主なポイント:
- BALIは配当株とS&P500コール・ライティングの組み合わせにより年7.7%の利回りを提供
- 設定来のBALIの株価上昇率は67%でSPYの72%に及ばないが、毎月のキャッシュフローがその差を埋める
- オプション・プレミアムは通常所得として課税されるため、BALIはIRA内での運用がより効率的
主なポイント:

ブラックロックの「iShares 米国大型株プレミアム・インカム・アクティブETF」(BALI)は、配当を支払う大型株を保有し、S&P500のコール・オプションを売却することで、年7.7%の分配利回りを実現している。これは、株式リターンの右側のテール(大きな値上がり益)と引き換えに、株価33ドルに対し1株あたり平均20セントの毎月のキャッシュフローを得る戦略である。
「この適度な利回りは、10%以上のよりアグレッシブなオーバーレイを運用する競合他社と比較して、運用者が原資産の値上がり余地をより多く残していることを示している」と、ブラックロックで同ファンドを運用するシステム運用チームの責任者、ラファエレ・サヴィ氏は述べた。BALIの経費率は0.35%で、JPモルガンの「JPモルガン・エクイティ・プレミアム・インカムETF」(JEPI)と同等である。JEPIは設定以来、約300億ドルの資金を集めたが、BALIは2023年9月の設定以来、そのごく一部の規模にとどまっている。
過去1年間で、BALIの株価リターンは約13%であったのに対し、SPDR S&P500 ETF(SPY)は20%だった。しかし、毎月の分配金を加味した総合リターンでは、BALIは安定しながらも急騰ではない上昇局面——すなわち、獲得したプレミアムが放棄した値上がり益を上回るため、適度なカバード・コール・オーバーレイが最も効果を発揮する局面——において、単純なインデックス・トラッカーを上回った。設定来では、BALIの株価上昇率は約67%であるのに対し、SPYは同比較期間で約72%であり、分配金の再投資タイミングによって差は縮小または解消される。
そのトレードオフとして、BALIは成長型の投資ビークルではない。分配金は変動し、2025年と2026年の支払額は1株あたり17セントから38セントの範囲で推移しており、安定した月々の収支計画には不向きである。オプション・プレミアム部分は通常所得として課税されるため、このファンドは課税証券口座よりもIRA内での運用の方がはるかに効率的である。また、原資産が設計上、米国の大型株であるため、バンガードS&P500 ETFや個別メガキャップ株を保有する投資家は、実質的にそのコア・ポジションの一部を値上がり益に上限のあるスリーブに変換することになる。

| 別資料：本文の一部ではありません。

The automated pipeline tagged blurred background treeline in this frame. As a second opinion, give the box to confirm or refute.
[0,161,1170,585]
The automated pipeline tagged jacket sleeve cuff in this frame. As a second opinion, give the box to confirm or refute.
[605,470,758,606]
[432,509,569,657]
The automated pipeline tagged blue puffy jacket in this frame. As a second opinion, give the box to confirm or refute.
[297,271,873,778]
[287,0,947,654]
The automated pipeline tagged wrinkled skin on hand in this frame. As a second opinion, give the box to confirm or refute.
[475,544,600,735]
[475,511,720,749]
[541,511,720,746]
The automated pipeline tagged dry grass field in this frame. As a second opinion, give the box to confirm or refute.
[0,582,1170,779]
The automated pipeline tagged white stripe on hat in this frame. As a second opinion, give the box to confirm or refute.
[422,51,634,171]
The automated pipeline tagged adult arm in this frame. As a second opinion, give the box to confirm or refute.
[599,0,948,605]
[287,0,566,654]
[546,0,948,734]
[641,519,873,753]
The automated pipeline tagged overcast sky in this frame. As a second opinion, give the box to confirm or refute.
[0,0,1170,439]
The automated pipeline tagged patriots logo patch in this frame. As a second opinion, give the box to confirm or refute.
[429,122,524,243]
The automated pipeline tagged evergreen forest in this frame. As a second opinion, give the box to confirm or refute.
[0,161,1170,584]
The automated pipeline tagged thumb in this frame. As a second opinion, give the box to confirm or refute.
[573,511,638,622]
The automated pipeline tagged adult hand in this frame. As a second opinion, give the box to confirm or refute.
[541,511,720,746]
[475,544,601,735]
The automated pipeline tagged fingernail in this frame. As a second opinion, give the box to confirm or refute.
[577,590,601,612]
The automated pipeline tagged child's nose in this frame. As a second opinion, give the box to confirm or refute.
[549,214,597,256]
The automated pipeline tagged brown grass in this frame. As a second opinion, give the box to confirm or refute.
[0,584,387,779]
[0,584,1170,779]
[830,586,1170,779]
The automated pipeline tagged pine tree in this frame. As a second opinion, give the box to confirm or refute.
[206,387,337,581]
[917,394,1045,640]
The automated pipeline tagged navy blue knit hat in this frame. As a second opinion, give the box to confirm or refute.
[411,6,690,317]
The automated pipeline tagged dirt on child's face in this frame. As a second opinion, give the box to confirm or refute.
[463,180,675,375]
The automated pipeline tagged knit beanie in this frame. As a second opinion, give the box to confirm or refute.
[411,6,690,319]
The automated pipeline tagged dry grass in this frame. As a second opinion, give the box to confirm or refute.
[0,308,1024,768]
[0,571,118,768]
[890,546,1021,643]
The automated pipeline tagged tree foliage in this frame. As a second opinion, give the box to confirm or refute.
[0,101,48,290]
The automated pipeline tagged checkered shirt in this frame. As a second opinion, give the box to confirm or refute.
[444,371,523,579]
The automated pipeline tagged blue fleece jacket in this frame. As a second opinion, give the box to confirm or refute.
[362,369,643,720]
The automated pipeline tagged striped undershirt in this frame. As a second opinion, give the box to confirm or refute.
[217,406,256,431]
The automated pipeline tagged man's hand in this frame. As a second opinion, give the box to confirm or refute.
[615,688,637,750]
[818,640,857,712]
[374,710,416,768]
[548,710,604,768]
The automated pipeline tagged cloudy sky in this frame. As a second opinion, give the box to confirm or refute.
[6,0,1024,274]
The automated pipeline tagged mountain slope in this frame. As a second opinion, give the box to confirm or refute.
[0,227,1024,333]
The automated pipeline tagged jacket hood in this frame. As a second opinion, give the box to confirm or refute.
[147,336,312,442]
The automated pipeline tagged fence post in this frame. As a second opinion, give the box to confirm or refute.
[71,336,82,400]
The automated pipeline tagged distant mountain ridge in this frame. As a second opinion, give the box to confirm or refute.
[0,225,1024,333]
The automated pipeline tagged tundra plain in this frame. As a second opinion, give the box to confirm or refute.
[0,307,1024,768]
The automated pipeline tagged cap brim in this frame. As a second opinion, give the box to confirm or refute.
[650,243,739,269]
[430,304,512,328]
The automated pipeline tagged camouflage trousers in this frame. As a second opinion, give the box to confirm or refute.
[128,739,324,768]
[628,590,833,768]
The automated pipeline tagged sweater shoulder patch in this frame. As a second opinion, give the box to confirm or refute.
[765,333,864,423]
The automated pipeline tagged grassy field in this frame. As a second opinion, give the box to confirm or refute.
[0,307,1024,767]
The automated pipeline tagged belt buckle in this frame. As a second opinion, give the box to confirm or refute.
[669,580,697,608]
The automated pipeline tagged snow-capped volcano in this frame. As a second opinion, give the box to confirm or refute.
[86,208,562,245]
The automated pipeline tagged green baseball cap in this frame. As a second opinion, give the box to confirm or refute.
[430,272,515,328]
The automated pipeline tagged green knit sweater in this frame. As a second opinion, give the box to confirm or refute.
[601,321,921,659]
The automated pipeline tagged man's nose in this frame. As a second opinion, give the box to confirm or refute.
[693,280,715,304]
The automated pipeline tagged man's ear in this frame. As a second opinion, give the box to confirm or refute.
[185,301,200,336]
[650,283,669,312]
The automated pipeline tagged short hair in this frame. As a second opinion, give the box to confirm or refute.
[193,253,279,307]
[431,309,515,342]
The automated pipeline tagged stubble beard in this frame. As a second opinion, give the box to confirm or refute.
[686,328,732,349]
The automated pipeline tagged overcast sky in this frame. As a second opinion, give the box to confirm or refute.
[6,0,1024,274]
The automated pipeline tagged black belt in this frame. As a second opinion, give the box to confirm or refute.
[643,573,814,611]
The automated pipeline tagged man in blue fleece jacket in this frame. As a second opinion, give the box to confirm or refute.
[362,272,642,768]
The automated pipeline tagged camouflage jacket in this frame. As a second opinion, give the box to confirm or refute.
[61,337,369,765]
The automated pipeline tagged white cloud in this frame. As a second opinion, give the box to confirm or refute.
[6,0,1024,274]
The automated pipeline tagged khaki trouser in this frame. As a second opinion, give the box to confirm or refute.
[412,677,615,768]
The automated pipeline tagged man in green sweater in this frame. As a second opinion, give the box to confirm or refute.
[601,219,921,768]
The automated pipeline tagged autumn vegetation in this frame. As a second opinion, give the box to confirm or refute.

前回、主要発行体がこの水準の経費率で適度な利回りのカバード・コールETFをローンチしたのは、2020年のJPモルガンのJEPIである。同ファンドは、低利回りに苦しむ退職者らがゼロ近辺の利回りの債券から資金をシフトさせたことで、約300億ドルの資産を集めた。BALIは同一の価格設定にもかかわらず、そのごく一部の資金流入しか獲得できておらず、市場がブラックロック版の同一戦略の受け入れに時間を要していることを示唆している。
BALIは、毎月のキャッシュフローを必要とし、その代わりに値上がり益の一部を犠牲にすることを受け入れる退職者および退職間近の投資家にとって、ポートフォリオの5%から15%を占めるインカム・スリーブとして機能する。しかし、30歳の資産形成層にとってのコアとなる成長保有銘柄としては機能しない。なぜなら、上限付きの値上がり益は数十年にわたる複利効果に逆行するからである。オプション・インカムETFの真の失敗モードは、年7.7%の利回りを購入しながら、それが大型株リターンの右側のテールをブラックロックのオプション・デスクに売却し、毎月の分割払いで報酬を得ているに過ぎないということを理解していないことにある。そのトレードオフが自身の状況に適合するのであれば、BALIはそれを有能かつ低コストに実行する。適合しないのであれば、いかなる見出しの利回りもそのミスマッチを解決することはない。
本記事は情報提供のみを目的としており、投資助言を構成するものではない。